La última vez que le vi en vida, pocos segundos antes
de dejarnos en la mañana del 26 de junio de 1975, puso con ternura su mirada en
la imagen de la Virgen de Guadalupe, ¡en Ella!, que ya le esperaba impaciente,
para acompañarle en el paso que separa la tierra del Cielo: de la mano de
Nuestra Señora entró el Padre en la morada eterna, para recibir de Dios ese
abrazo interminable que con tanto ardor deseó desde su adolescencia. Santa
María se ocupó de hacerle realidad, a partir de entonces con nuevas y
definitivas características, la jaculatoria que, para descubrir la Voluntad
divina, se compuso el Fundador del Opus Dei: Domina, ut videam! Desde
ese mediodía romano, Nuestra Madre abrió la mirada, para siempre, a quien tan
incansablemente esperó ver el rostro de Dios.
El atajo que lleva a Dios
Con la seguridad más absoluta de que el itinerario
mariano del Padre encierra una intensidad de vida, extraordinariamente superior
a lo que pueda imaginarme con la más ¡limitada fantasía, sólo con lo que he
presenciado, y contando para mí como principio aquel viaje por Castilla, he comprobado
que se cumplía a la letra aquella aseveración que escribió: «el principio del
camino, que tiene por final la completa locura por Jesús, es un confiado amor
hacia María Santísima»[2].
En más de una ocasión, al hablarnos de la Providencia
de Dios, hemos escuchado del Padre una consideración muy fascinante; le gustaba
saborear que todo lo divino, cuando se refiere directamente a las criaturas, se
hace muy humano. Y se fijaba en que, siendo enteramente sobrenatural el amor de
Santa María para Nuestro Señor, no cabía imaginarse un amor más humano que el
que Ella albergó en su corazón. María, al participar en el misterio de la
Encarnación por aquel fiat!, que se prolongó a lo largo de su
estancia en la tierra, dedica a Dios su cuerpo, sus sentidos y potencias, todo
su ser. Y la segunda Persona de la Trinidad se encarna, valiéndose de la
respuesta sobrenatural y humana de la Virgen, también para damos a entender
que, cuanto más sobrenaturales seamos, más capacidad tendremos de acercarnos a
todas las criaturas.
Ante el panorama inmenso que nos ha
abierto la fidelidad de Santa María, el Padre rechazó la posibilidad de una
vida desamorada, árida, esclava del pobre egoísmo inútil. Tampoco la deseó para
los demás, y se afanó continuamente con el fin de contagiarles su inagotable
descubrimiento de felicidad y de amor, encaminándoles por la senda de la
alegría de vivir, pero de un vivir en cristiano, en gracia de Dios. De esta
ambición apostólica brotaba su empeño por enseñar a cuantos le rodeaban el
sendero seguro, siempre practicable, para ir y volver al Señor: el trato con
María. La Virgen, Madre del Señor y Madre nuestra, comentaba de modo gráfico,
es el atajo para llegar a Dios.
En cada jornada
Con qué ilusión diaria recorría el Padre personalmente
ese trayecto. Apenas comenzaba su mañana, después de un serviam! rendido
a la Trinidad, le hemos visto coger cuidadosamente una imagen de la Virgen, que
tenía junto a la cabecera de su cama, y en sus manos −con un beso de devoción−
daba ya su primer paso, se podía decir que coincidía con su primer paso físico,
porque luego se adelantaba para dejar en su sitio la imagen. A continuación, en
cauce sereno, recordando oraciones aprendidas de sus padres, renovaba para
aquel día el ofrecimiento de todo su ser y de todo su quehacer, aceptando lo
que el Señor dispusiera.
¿Cómo era su devoción a la Virgen, expresada sin
interrupción, contando con Ella para todo ya desde el punto de la mañana?

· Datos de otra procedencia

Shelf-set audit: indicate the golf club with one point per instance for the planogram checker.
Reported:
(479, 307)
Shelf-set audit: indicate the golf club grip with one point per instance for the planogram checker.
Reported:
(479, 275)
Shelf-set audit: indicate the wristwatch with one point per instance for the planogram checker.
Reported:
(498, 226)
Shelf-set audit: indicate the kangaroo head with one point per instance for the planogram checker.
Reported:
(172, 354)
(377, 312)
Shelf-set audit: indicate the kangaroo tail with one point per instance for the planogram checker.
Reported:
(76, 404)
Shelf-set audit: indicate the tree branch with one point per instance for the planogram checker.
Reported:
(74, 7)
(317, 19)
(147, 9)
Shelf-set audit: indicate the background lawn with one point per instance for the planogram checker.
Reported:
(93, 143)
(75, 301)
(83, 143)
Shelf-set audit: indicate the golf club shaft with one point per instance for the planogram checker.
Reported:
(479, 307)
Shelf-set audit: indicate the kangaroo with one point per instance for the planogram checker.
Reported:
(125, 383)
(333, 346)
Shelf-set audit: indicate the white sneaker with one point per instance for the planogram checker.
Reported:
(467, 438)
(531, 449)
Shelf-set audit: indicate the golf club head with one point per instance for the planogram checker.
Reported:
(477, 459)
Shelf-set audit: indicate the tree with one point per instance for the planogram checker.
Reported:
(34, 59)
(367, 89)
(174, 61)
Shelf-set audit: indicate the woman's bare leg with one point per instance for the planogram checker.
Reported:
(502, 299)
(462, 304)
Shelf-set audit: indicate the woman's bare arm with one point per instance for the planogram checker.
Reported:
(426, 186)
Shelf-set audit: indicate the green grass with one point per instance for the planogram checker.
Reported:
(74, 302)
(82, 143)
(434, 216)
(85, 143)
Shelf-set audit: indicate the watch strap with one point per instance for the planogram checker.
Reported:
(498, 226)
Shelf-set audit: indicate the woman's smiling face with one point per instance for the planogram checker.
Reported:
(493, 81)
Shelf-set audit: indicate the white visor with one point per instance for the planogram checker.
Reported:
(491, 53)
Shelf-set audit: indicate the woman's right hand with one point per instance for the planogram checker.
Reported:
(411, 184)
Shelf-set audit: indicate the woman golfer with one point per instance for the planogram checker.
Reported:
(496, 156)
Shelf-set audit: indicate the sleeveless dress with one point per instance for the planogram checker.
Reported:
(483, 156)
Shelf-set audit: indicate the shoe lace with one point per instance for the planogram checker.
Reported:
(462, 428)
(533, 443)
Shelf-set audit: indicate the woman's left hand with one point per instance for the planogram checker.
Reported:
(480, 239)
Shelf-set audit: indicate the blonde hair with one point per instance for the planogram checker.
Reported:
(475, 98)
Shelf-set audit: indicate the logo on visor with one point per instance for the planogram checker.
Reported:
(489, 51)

Tierna y recia, honda y sincera, alegre y serena, entusiasmada y piadosa, cada
vez con más renovado amor de enamorado apasionado. No era posible oírle hablar
de la Madre de Dios sin quedarse removidos o, al menos, convencidos de que la
amaba con locura. En sus palabras se unían una piedad filial, que desarmaba
toda resistencia, y una sabiduría teológica, que atraía por la fuerza
convincente de su luz.
La conducta del Padre fue siempre humana,
entrañablemente humana, porque todas sus acciones brotaban de una
superabundancia de unión con Dios, al amparo de Santa María. Había calado hasta
su raíz más profunda que la Virgen Santísima, «la obra maestra de Dios»[3], es la criatura que más ha tratado a la Trinidad, con
un trato que dispuso su corazón para ser Madre de toda la humanidad, y para
ocuparse de cada uno como, si sólo cada uno de nosotros existiera para Ella.

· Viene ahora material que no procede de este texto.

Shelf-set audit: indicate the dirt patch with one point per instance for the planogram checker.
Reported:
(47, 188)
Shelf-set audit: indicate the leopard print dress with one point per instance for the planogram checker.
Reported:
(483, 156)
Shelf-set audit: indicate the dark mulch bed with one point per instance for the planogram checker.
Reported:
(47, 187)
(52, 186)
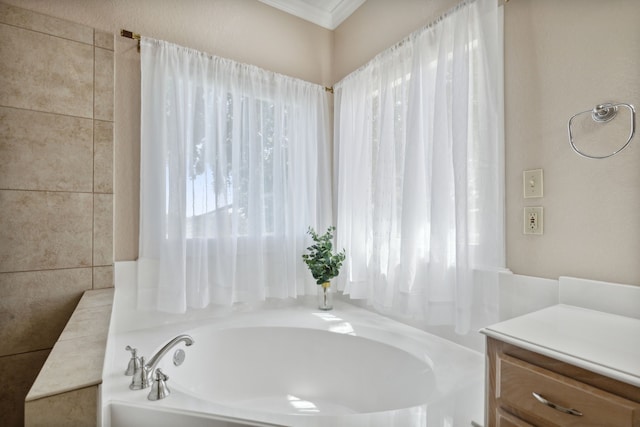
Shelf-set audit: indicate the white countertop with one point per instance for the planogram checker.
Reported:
(604, 343)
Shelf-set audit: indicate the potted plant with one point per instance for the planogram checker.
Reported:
(323, 264)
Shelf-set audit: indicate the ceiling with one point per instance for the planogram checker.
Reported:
(326, 13)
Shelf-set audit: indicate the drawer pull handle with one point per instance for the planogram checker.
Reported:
(556, 407)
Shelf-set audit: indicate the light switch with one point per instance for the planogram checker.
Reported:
(532, 183)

Muy grabado tuvo el Padre en su alma y en su inteligencia que, para reaccionar
con el debido sentido cristiano, en esta tierra no cabe encontrar mejor Maestra
que María, ni nadie más dispuesto a enseñarnos que Ella, y aprovechó al máximo
las lecciones de tan segura escuela.
Transmitía luego este razonamiento a los demás con la
fuerza de su propia conducta, es decir, aconsejaba este itinerario mariano a
todos −a sus hijas, a sus hijos, a cuantos se le acercaban− con la convicción
de quien lo tiene bien experimentado. Para llegar a formar en nosotros
ese alter Christus, el ipse Christus, que cada uno ha
de ser, solía el Padre, en su trabajo, en sus traslados de un lugar a otro, en
sus oraciones vocales, en su conversación habitual..., siempre, buscar el
recurso mariano −quizá con una mirada a una imagen−, y pensaba cómo se
comportaría Ella en esa ocupación concreta: «hazlo», nos ha repetido con
incansable machaconería, «y comprobarás que con la Virgen hasta lo difícil se
vuelve fácil, y lo que parece monótono adquiere un relieve distinto y atractivo».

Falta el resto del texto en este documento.